DirecTV scales back 3D content due to lack of demand


As detailed by a release from the Associated Press recently, satellite TV provider DirecTV decided to cut 3D programming on its n3D channel earlier this month due to a lack of consumer interest in the channel. The channel was originally announced during CES 2010 as a partnership with Panasonic to bring consumers a channel that broadcast 3D content 24 hours a day, seven days a week. DirecTV has mostly halted the development of new content for the 24-hour channel due to “the low demand we’ve seen from customers” according to a statement from company representatives.  

sony-active-3d-glassesFor DirecTV subscribers that have a 3D television, the channel will stay in the DirecTV lineup. However, the channel will only display a n3D logo when there’s no scheduled programming. Special events like sporting events will appear in the TV schedule a few weeks in advance to allow subscribers enough time to locate and record the programming.

In addition to broadcasting coverage of selected events at the 2012 Olympics, the channel will also continue to broadcast Guitar Center Sessions, a program that broadcasts performances from musical artists like Alanis Morissette, Colbie Caillat and The All-American Rejects.

DirecTV plans to continue offering subscribers access to ESPN 3D and 3net, the 3D channel owned by IMAX, Sony and the Discovery channel. However, this isn’t the first sign that 3D content is losing momentum while consumers are taking their time transitioning to 3D televisions. During January 2012, the French media network Canal Plus closed down its 3D network due to a general lack of enthusiasm among viewers.
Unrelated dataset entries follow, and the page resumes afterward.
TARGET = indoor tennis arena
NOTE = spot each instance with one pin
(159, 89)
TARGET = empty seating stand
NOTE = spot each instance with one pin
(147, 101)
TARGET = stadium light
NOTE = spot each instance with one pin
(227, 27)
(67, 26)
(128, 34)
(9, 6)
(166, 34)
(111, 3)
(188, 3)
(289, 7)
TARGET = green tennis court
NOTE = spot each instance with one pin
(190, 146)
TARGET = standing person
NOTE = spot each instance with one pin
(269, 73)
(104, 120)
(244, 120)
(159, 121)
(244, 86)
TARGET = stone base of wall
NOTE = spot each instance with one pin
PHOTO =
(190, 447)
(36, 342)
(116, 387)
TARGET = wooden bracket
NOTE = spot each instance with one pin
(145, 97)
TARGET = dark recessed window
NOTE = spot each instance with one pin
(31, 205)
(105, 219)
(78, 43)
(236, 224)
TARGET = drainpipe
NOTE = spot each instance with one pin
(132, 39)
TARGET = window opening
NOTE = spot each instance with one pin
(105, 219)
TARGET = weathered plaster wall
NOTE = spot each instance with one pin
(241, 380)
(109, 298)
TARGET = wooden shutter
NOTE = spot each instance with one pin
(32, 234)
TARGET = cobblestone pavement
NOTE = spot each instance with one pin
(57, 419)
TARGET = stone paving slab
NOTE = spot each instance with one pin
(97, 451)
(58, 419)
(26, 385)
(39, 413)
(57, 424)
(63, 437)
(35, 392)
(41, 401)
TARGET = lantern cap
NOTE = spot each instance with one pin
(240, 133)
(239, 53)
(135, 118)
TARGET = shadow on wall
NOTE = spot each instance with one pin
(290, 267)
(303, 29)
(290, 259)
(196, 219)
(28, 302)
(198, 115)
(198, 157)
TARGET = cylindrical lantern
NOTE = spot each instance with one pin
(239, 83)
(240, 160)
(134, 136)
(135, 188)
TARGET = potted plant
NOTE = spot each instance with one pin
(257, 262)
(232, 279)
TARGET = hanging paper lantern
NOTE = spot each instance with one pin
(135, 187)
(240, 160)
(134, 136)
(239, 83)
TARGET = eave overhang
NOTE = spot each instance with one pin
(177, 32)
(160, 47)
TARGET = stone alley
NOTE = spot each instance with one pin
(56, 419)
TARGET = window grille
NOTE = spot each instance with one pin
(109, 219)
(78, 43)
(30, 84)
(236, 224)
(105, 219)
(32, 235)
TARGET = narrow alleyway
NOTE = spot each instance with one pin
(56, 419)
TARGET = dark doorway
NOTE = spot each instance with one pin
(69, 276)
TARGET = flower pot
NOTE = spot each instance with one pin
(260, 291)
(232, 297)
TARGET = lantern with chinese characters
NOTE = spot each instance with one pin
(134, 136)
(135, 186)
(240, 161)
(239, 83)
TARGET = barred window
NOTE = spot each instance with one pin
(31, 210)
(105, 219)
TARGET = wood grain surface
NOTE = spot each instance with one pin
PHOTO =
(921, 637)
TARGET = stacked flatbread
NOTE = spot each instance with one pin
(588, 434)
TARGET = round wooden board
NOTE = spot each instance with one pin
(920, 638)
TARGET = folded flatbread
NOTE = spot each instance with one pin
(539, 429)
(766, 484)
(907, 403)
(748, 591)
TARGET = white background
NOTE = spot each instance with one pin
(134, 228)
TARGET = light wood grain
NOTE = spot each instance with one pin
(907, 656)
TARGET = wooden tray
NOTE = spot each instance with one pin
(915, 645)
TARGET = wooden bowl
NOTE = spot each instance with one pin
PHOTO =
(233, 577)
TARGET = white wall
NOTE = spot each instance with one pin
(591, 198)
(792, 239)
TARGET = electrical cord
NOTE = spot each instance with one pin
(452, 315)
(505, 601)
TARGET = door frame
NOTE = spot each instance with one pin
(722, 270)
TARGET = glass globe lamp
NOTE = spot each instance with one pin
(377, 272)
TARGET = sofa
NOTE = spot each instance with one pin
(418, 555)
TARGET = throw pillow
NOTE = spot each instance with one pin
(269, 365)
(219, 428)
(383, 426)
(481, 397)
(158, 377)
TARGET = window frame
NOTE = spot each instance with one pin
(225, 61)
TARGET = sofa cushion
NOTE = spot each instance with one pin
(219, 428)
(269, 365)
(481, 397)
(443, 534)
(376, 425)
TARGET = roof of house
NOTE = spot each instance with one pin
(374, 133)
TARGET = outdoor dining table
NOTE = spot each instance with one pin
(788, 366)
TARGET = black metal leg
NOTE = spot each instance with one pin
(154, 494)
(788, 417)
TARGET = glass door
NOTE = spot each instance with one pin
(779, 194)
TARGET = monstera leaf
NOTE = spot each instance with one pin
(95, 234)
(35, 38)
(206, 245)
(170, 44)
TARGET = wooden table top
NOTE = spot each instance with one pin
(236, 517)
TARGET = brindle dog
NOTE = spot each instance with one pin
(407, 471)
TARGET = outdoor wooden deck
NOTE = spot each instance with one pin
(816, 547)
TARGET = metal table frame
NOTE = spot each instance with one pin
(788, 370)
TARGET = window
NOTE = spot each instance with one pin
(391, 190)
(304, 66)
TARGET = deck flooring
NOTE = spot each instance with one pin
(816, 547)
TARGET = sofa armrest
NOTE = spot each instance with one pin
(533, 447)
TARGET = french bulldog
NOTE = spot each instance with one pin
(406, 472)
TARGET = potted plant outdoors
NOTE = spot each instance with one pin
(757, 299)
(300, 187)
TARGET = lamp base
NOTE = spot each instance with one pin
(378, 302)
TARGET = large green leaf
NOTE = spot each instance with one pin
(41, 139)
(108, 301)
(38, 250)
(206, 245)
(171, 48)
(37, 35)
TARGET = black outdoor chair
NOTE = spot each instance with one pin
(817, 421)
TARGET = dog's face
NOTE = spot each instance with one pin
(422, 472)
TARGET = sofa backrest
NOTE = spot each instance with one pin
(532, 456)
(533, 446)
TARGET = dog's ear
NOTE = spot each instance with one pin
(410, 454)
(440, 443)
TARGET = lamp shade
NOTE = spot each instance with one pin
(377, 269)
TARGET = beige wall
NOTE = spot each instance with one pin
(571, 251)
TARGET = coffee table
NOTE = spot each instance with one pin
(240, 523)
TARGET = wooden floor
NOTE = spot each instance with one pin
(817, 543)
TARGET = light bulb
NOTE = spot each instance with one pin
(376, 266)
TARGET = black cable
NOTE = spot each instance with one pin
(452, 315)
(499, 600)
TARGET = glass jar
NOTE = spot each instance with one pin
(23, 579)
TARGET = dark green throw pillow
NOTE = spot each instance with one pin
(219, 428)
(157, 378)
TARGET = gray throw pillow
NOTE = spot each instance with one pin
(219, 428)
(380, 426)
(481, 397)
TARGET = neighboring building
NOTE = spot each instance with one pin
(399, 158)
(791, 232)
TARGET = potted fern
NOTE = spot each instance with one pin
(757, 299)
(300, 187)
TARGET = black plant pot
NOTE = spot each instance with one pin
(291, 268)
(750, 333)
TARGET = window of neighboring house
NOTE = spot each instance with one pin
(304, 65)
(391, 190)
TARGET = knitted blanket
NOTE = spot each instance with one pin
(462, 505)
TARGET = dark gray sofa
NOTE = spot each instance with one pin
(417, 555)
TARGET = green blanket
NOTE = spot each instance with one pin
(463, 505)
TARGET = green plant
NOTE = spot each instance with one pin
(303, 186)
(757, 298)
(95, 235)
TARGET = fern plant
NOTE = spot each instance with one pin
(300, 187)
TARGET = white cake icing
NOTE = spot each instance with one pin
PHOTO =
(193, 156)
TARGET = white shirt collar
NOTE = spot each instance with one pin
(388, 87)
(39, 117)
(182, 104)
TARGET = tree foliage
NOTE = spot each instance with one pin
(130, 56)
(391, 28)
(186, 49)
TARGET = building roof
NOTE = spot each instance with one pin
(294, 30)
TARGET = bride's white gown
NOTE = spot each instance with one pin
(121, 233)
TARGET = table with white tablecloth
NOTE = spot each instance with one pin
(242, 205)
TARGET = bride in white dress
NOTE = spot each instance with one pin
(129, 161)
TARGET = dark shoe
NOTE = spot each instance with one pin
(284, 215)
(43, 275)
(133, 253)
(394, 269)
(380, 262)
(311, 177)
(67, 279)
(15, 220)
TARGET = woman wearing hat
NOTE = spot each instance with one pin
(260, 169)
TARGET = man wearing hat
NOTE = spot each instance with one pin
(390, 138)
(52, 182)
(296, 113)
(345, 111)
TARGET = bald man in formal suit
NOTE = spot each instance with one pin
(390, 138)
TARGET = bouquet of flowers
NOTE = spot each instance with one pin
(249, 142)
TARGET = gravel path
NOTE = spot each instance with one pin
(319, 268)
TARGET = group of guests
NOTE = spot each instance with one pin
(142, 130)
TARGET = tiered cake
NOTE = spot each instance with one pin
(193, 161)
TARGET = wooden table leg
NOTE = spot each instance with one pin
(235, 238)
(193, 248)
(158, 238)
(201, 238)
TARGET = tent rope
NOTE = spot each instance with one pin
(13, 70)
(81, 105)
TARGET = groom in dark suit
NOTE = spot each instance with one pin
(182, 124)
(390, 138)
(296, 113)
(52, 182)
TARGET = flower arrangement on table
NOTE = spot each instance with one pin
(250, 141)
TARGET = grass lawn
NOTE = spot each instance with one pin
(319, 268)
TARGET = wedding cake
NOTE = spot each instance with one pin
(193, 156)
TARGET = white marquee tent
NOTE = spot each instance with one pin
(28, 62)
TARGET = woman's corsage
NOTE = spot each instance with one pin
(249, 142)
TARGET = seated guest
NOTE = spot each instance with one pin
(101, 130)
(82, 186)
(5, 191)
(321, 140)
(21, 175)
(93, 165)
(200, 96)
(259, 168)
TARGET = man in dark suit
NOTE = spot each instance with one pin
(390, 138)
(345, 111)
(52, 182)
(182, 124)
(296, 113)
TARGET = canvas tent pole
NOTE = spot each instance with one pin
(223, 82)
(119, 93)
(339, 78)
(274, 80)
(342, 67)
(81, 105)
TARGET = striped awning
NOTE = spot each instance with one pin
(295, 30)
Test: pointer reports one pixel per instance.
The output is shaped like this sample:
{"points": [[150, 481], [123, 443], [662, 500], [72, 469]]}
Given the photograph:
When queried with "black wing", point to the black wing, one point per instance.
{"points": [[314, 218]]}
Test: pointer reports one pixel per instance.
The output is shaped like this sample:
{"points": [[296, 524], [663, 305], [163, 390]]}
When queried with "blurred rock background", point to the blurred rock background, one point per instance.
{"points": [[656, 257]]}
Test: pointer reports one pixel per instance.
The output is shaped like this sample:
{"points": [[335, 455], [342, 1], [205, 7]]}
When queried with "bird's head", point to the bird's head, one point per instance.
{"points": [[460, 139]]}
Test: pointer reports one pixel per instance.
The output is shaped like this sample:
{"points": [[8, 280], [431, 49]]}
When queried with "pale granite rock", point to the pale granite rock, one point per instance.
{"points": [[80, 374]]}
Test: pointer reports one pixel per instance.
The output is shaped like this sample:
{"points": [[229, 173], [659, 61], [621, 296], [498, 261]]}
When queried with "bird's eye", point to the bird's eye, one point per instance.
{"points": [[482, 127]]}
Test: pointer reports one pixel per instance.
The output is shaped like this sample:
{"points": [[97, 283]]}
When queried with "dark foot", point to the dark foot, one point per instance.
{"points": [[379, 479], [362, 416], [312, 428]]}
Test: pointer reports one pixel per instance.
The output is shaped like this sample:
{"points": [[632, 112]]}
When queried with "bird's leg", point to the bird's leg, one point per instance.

In addition, AT&T dropped ESPN 3D  from the channel lineup during August 2011 citing expensive costs as well as low demand among subscribers. As of the first quarter of 2012, 3D television sales barely accounted for more than ten percent of all high definition television sales. While that figure doubles the percentage from last year, it’s quite apparent that 3D still isn’t enough of a reason to drive consumers to upgrade their televisions immediately.